Freedom and democracy cannot be traded: Taiwan president

02-Mar-2021 Intellasia | TaiwanNews | 5:02 AM Print This Post

President Tsai Ing-wen on Sunday (February 28) emphasized that Taiwan’s freedom and democracy are not bargaining chips to be traded while speaking at a ceremony to commemorate the 74th anniversary of the 228 Incident.

In addition to presenting flowers in memory of the victims, Tsai urged the Taiwanese government to “face its past with honesty” and protect the rights of its people on Sunday. She expressed hope that the Taiwanese will learn to define their history together and “allow flowers of freedom and democracy to bloom across the nation.”

Tsai pointed out that Kaohsiung was the first city in Taiwan to suffer from a violent military crackdown during the 228 Incident. She said the country lost a generation of elites under the repressive martial law and that people were too afraid to speak up against their government at the time.

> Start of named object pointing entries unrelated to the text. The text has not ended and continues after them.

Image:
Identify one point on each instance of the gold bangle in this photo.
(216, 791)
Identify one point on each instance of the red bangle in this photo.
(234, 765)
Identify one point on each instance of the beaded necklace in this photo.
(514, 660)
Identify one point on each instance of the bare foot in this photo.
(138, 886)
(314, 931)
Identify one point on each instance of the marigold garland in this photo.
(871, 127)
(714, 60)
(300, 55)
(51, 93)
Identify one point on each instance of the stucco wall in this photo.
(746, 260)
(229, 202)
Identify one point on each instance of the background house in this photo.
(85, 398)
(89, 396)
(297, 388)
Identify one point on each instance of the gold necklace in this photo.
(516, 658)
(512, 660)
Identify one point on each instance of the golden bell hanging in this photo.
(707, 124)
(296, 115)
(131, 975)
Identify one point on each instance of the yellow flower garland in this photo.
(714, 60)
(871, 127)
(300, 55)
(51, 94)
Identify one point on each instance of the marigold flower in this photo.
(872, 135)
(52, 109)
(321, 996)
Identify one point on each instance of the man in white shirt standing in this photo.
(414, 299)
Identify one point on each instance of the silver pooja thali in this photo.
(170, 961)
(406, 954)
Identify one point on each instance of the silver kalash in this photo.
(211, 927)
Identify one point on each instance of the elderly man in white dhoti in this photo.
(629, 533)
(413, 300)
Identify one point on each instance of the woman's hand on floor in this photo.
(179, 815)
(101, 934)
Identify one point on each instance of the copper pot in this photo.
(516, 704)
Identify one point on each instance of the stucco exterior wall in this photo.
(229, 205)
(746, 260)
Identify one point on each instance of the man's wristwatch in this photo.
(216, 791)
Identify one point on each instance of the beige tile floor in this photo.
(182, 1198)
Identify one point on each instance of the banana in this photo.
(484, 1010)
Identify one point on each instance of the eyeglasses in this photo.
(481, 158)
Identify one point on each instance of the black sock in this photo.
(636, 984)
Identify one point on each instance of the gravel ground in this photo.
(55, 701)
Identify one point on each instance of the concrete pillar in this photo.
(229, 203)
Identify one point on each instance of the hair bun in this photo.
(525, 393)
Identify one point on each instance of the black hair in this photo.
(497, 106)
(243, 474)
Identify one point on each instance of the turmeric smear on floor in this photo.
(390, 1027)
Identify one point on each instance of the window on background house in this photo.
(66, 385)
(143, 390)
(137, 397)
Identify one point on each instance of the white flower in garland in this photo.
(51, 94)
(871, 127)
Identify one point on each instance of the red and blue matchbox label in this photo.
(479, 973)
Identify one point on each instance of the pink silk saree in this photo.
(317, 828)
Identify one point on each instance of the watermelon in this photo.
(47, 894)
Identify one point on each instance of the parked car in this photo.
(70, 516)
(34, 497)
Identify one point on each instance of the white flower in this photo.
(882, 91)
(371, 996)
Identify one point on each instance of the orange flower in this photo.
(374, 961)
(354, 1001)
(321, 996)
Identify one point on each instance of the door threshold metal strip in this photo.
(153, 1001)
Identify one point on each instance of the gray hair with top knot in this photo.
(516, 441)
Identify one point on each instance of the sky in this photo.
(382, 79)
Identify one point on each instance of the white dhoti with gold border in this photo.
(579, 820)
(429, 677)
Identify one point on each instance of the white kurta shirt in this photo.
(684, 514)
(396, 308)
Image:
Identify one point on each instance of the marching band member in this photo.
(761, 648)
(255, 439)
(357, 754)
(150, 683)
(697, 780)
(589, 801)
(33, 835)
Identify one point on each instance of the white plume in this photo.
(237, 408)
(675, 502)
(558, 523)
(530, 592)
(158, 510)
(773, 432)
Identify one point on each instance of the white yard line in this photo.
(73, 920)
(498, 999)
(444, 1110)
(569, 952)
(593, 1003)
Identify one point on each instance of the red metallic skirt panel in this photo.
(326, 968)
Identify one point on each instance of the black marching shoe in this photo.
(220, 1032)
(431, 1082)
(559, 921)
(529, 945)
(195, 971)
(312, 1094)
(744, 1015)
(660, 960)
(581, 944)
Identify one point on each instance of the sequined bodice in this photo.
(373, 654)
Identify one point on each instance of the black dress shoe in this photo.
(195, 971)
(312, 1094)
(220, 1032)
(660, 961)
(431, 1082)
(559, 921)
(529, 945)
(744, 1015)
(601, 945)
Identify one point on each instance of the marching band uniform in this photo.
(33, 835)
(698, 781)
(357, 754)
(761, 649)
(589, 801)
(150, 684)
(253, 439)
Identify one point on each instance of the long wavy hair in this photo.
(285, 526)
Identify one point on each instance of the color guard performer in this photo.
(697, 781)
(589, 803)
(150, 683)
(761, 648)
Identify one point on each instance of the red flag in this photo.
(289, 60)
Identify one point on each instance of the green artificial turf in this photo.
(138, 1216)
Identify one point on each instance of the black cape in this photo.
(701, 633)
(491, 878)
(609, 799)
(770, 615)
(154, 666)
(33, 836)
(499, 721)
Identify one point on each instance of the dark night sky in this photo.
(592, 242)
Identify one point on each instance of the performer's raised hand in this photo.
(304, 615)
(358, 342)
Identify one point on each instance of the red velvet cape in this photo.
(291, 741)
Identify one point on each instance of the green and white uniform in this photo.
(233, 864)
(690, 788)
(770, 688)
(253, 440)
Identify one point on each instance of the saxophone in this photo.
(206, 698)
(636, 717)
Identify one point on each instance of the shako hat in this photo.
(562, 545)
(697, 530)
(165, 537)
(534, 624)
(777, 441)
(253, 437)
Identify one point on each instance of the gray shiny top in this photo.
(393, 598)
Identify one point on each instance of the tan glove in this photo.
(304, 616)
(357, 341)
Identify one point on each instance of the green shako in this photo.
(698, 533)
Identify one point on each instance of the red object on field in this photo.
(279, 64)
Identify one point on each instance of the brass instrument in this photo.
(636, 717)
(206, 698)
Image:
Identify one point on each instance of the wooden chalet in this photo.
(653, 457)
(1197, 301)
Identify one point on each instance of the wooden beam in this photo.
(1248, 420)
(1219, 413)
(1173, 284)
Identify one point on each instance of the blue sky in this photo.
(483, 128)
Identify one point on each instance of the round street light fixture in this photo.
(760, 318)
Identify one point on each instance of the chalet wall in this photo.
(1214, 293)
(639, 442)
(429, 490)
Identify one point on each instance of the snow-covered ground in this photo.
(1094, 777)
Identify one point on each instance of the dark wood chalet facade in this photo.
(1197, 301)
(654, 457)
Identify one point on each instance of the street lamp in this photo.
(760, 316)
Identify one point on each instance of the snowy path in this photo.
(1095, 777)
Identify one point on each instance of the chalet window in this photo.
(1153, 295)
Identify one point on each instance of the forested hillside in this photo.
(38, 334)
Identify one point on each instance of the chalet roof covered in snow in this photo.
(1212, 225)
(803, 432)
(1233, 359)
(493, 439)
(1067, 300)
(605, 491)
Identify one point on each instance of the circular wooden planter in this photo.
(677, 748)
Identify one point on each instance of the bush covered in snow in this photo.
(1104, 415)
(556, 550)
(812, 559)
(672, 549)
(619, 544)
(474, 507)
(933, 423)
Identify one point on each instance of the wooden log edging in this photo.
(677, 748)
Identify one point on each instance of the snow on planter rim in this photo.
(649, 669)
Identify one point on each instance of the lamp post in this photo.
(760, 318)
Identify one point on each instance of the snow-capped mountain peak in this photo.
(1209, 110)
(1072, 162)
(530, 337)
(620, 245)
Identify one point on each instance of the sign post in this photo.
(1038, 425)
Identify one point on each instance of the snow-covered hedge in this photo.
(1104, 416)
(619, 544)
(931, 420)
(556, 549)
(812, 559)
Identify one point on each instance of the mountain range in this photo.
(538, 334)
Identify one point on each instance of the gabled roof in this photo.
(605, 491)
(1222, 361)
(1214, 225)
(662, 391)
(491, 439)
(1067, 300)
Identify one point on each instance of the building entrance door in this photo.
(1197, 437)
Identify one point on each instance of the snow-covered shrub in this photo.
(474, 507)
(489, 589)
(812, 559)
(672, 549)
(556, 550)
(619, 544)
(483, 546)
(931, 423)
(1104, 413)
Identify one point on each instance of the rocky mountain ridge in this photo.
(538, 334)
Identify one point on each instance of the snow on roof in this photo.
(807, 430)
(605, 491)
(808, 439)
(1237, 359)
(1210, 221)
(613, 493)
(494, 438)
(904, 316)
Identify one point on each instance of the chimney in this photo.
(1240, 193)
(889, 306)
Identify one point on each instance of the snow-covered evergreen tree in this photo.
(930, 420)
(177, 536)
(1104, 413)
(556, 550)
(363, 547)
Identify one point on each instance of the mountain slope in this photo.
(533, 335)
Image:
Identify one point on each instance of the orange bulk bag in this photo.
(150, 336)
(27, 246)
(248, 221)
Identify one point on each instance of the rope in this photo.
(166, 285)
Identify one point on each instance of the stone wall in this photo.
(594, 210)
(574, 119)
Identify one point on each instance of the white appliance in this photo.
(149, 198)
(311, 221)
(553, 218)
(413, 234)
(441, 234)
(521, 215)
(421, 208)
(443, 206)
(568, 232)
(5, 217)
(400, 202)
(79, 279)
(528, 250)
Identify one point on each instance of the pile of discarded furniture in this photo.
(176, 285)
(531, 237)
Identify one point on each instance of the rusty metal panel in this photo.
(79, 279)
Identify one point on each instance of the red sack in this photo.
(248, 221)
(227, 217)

Tsai remarked that discussion of the massacre was considered a taboo subject for many years. Fortunately, with the continuous efforts of those who insisted on fighting for their freedom, Taiwan was eventually able to transition to democracy, she said.

Tsai said it is important for the government to learn its lesson from the 228 Incident to avoid repeating similar tragedies. She stressed that the values of freedom and democracy are the foundation of Taiwan’s development and that they must not be sacrificed for any reason.

After concluding her speech, Tsai personally awarded “certificates of restored reputation” to family members of the 228 Incident victims, including Pan Hong-quan, Chen Tsang-hai, and Chen Wen-chih. She apologised on behalf of the government for the pain it caused them 74 years ago.

The event was held at 228 Peace Memorial Park in Kaohsiung. In addition to Tsai, Premier Su Tseng-chang, Legislative Speaker You Si-kun, Kaohsiung Mayor Chen Chi-mai, and minister of Culture Lee Yung-te were also present.